I’m at the Rocket Bakery procrastinating on writing my thank-you notes for the wedding presents I received in August. (I really am grateful for the sundry kitchen appliances, picture frames, and lingerie (penis slippers included), and I hope that you all keep up the habit of giving them to me in the future. I was raised better than this, so clearly the internet with its maze of blogginess and generic facebook photographs is to blame.)
There’s a sign with pull tabs on the wall saying, “Food not bombs” which makes me think that if anything can be substituted for war—bikes not bombs, make out not war, etc.—then we all should be really too busy to wield the hand of aggression, and war would seem to be the outcome of boredom. So if someone would simply give those world leaders and charismatic terrorist aficionados something to do, the world would be a safer place.
And how about those Americans? A Newsweek came in the mail intended for a Mary Carver—I’m hoping that this is not Mitch’s way of telling me that we have a polygamous relationship; I mean, at least say it with flowers. And on the cover is this burning wad of wrinkled greasy cash and the caption: “Why Americans are still Spending Money” or something like that. What would you rather have: a stack of paper, more infested with germs than any other substance we touch, or a new lap top that’s negative point five inches thick, on which you can twiddle away your time?

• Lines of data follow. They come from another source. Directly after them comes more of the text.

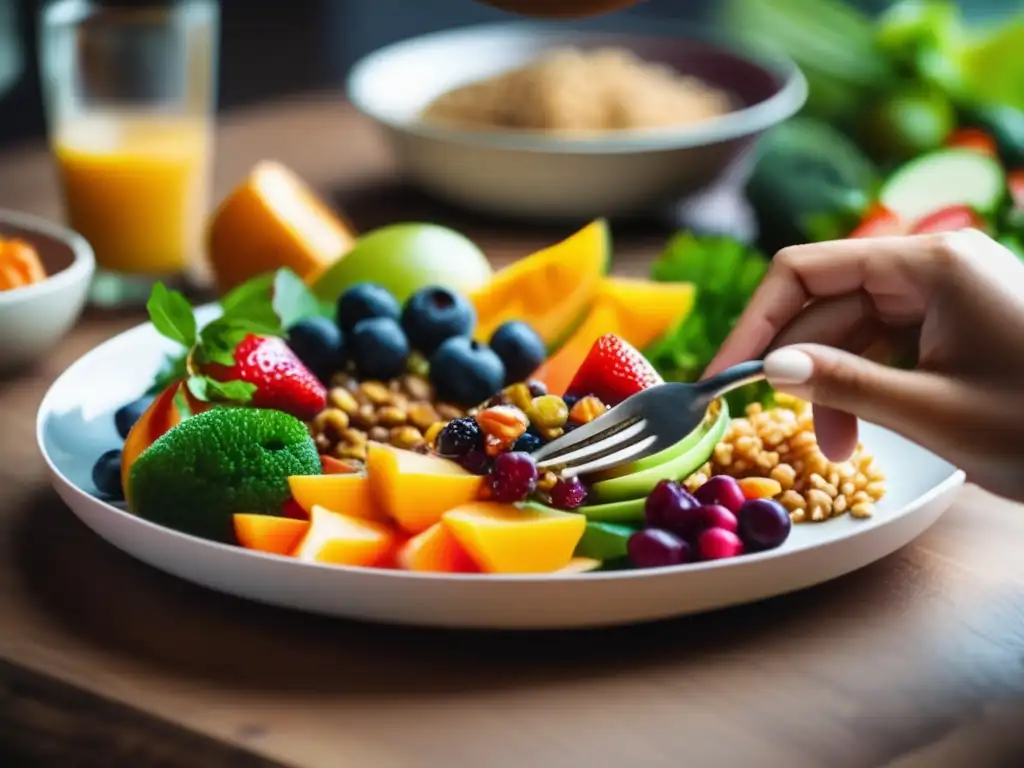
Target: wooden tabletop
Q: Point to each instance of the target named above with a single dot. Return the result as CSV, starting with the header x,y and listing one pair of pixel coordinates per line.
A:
x,y
916,660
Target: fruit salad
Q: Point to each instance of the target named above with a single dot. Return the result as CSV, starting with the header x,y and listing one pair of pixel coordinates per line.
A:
x,y
361,427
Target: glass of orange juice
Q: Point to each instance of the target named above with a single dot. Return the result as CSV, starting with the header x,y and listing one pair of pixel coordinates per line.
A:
x,y
130,91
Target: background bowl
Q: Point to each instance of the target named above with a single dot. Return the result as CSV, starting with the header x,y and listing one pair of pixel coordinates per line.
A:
x,y
543,176
35,317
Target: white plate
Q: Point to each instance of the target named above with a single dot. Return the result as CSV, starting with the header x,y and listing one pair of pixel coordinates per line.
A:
x,y
75,426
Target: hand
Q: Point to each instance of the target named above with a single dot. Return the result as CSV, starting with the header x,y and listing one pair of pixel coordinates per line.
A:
x,y
830,311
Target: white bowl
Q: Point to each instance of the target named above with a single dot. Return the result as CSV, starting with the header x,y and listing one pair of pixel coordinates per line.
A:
x,y
35,317
542,176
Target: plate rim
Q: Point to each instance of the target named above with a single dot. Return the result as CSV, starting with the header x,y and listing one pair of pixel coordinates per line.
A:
x,y
955,478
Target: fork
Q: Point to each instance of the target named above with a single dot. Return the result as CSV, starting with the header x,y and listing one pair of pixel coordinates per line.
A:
x,y
642,424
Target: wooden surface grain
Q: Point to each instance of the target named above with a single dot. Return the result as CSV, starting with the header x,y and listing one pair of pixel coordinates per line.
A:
x,y
916,660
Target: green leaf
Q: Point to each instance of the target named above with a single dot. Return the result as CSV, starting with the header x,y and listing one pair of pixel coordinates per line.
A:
x,y
172,315
293,301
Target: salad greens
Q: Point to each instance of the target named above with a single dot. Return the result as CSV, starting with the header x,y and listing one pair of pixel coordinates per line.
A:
x,y
725,273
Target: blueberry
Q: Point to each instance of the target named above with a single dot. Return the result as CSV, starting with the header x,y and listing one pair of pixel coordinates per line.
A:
x,y
379,348
107,475
520,348
364,301
320,344
527,443
465,373
127,415
433,314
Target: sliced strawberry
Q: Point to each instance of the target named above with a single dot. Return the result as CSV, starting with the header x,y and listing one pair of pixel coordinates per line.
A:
x,y
282,381
974,139
879,222
948,219
612,371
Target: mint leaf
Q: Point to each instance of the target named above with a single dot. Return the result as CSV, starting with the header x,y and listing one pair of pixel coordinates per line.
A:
x,y
293,301
172,315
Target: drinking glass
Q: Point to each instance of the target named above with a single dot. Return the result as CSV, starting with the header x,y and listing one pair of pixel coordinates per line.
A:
x,y
130,91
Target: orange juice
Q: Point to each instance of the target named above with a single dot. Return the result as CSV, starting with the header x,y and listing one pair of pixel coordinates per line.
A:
x,y
136,187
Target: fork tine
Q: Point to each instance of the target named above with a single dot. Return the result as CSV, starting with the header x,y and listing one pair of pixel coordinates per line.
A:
x,y
608,423
590,451
610,460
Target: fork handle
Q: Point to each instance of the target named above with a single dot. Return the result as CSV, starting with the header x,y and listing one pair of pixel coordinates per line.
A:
x,y
732,378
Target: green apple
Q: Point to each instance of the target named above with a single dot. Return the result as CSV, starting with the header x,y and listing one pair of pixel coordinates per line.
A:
x,y
404,258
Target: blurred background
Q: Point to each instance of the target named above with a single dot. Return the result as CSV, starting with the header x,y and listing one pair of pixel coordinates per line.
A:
x,y
313,43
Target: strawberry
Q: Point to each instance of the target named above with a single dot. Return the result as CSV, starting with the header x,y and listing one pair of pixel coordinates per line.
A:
x,y
282,381
612,371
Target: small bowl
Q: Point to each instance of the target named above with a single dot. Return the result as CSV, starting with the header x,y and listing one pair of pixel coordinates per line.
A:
x,y
35,317
538,175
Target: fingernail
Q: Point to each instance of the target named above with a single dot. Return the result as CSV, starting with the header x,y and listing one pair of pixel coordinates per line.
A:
x,y
788,367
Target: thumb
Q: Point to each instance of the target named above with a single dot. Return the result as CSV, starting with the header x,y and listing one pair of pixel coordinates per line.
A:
x,y
920,406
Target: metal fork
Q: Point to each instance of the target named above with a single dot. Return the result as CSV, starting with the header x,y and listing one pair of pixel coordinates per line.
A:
x,y
643,424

If American money were more interesting or looked prettier, then maybe we wouldn’t spend it as often. Take credit cards: they are the key to unlocking possession of all sorts of things—music, clothes, books, drunkenness, travel—but if you don’t use them they’re just flat pieces of plastic with magnetic strips on the back.
Maybe if, instead of the presidents, bills had pinup girls on them or clues to a great mystery, we wouldn’t trade them in for cool stuff as much.
Would a dragon sit on a cache of Washingtons and Lincolns and tarnished old nickels and little numbers from account balances? Two words: ugly. flammable. You see what happens, Mary?